No. 13-14-00570-CV.


Court of Appeals of Texas, Thirteenth District, Corpus Christi, Edinburg.

Attorney(s) appearing for the Case

James Wilkins, for Appellant, Pro se.

Laura Garza Jimenez , Jenny Cron , for Nueces County, Texas, Appellee.


Memorandum Opinion by Chief Justice ROGELIO VALDEZ.

Appellant James Wilkins, acting pro se, appeals from the trial court's grant of a plea to the jurisdiction in favor of appellee Nueces County. By two issues, appellant contends that governmental immunity was waived on his various claims.1 We affirm.


Wilkins, an inmate, sued Nueces County pro se in district court claiming he suffered emotional distress and mental anguish when he was, among other things, allegedly not given a blanket, a sheet, and a mattress while in the county jail's holding cell for ten days on four separate instances during his five month period of incarceration. In his original petition, Wilkins sued the County for negligence, gross negligence, fraud, and violations of the Texas Commission on Jail Standards policies and rules. The County filed special exceptions to Wilkins's original petition that were sustained by the trial court, and the trial court ordered Wilkins to amend his original petition. In his amended petition, Wilkins made claims for negligence, gross negligence, forgery, and the same rule violations previously made. Wilkins then filed his second amended petition alleging only a claim for negligent misrepresentation. The County filed a plea to the jurisdiction, which the trial court granted. This appeal followed.

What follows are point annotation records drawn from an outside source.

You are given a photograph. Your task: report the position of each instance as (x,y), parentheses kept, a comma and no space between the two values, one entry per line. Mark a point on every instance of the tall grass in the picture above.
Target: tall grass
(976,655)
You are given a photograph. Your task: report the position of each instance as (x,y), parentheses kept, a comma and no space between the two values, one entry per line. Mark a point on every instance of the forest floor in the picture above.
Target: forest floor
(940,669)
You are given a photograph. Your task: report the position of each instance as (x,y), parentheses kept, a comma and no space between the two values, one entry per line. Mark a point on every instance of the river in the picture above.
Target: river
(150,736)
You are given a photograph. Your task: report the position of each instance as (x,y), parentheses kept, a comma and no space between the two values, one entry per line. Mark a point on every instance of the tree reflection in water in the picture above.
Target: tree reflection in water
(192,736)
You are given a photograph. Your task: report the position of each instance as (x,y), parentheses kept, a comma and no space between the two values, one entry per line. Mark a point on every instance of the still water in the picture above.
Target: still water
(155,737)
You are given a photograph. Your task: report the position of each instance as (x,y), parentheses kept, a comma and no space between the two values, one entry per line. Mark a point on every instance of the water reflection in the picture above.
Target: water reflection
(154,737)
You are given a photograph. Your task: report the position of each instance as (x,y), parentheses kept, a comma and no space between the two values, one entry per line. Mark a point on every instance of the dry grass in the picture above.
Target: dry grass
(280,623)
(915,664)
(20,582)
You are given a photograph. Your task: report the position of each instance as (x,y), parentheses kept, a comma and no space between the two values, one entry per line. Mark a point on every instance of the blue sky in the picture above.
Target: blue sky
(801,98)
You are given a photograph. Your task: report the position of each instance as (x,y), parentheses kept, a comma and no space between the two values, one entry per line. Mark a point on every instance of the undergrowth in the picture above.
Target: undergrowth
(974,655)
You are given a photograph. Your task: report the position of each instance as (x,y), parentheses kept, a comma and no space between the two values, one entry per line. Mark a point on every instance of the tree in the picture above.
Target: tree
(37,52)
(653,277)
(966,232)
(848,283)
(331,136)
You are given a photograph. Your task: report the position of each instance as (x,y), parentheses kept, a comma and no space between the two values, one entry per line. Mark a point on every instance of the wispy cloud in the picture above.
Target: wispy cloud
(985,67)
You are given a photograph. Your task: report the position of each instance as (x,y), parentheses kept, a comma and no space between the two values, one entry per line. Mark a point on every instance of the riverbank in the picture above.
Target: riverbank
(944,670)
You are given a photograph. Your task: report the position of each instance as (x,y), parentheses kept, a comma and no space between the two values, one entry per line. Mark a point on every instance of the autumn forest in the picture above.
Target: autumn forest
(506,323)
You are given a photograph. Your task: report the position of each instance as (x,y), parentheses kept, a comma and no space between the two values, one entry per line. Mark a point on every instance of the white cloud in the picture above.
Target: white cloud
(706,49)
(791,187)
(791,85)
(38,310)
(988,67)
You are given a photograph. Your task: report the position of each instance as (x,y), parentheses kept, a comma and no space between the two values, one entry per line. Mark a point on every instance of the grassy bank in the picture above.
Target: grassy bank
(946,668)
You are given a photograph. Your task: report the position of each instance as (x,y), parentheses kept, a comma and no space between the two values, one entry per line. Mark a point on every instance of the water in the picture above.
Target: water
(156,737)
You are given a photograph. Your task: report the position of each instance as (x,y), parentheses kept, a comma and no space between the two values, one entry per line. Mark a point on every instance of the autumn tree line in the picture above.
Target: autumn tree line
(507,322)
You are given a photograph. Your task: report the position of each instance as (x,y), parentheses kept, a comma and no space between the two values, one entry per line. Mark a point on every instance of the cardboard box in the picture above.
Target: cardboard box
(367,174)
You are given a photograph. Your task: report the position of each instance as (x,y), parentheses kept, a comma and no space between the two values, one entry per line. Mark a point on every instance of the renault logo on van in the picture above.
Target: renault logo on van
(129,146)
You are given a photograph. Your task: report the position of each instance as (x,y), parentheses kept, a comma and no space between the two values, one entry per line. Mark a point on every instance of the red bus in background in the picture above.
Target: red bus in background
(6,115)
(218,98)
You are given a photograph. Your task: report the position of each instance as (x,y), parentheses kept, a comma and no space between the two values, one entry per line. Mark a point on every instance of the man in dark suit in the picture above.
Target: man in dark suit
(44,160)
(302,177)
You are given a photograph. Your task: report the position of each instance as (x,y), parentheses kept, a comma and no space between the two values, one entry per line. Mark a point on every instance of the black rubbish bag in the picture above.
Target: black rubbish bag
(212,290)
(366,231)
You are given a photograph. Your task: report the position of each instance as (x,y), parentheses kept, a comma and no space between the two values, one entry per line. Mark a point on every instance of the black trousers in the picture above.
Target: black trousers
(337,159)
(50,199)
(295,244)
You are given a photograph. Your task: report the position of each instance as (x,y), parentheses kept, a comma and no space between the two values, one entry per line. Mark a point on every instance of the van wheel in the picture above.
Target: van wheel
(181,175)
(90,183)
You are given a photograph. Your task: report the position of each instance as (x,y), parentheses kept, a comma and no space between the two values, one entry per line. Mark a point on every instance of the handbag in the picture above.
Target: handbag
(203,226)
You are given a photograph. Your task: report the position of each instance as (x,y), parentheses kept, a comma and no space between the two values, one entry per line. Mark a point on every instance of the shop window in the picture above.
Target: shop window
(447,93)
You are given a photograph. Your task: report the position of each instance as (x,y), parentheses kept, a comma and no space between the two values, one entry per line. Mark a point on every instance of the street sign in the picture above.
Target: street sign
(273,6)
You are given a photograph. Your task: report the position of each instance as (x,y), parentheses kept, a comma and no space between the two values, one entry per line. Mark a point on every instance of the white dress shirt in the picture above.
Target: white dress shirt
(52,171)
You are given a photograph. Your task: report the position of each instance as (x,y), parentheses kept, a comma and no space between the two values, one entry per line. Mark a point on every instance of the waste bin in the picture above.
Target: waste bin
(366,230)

Wilkins generally claims that immunity has been waived under the Texas Tort Claims Act, see TEX. CIV. PRAC. & REM. CODE ANN. § 101.021(2) (West, Westlaw through 2015), for his claims of fraud and negligence because he received personal injuries as a result of the non-use of personal property.2 See Sampson v. Univ. of Tex. at Austin, 500 S.W.3d 380, 384 (Tex. 2016) ("[A] governmental unit is immune from suit unless the Tort Claims Act expressly waives immunity, which it does in three areas when the statutory requirements are met: (1) use of publicly owned automobiles; (2) injuries arising out of a condition or use of tangible personal property; and (3) premises defects.").

An amended pleading takes the place of the original pleading and all prior pleadings are superseded and are no longer a part of the live pleadings. Sheerin v. Exxon Corp., 923 S.W.2d 52, 55 (Tex. App.-Houston [1st Dist.] 1995). And, "filing an amended petition that does not include a cause of action effectively nonsuits or voluntarily dismisses the omitted claims as of the time the pleading is filed." FKM P'ship, Ltd. v. Bd. of Regents of Univ. of Houston Sys., 255 S.W.3d 619, 632 (Tex. 2008). "Unless the substituted instrument shall be set aside on exceptions, the instrument for which it is substituted shall no longer be regarded as a part of the pleading in the record of the cause, unless some error of the court in deciding upon the necessity of the amendment, or otherwise in superseding it, be complained of, and exception be taken to the action of the court, or unless it be necessary to look to the superseded pleading upon a question of limitation." TEX. R. CIV. P. 65.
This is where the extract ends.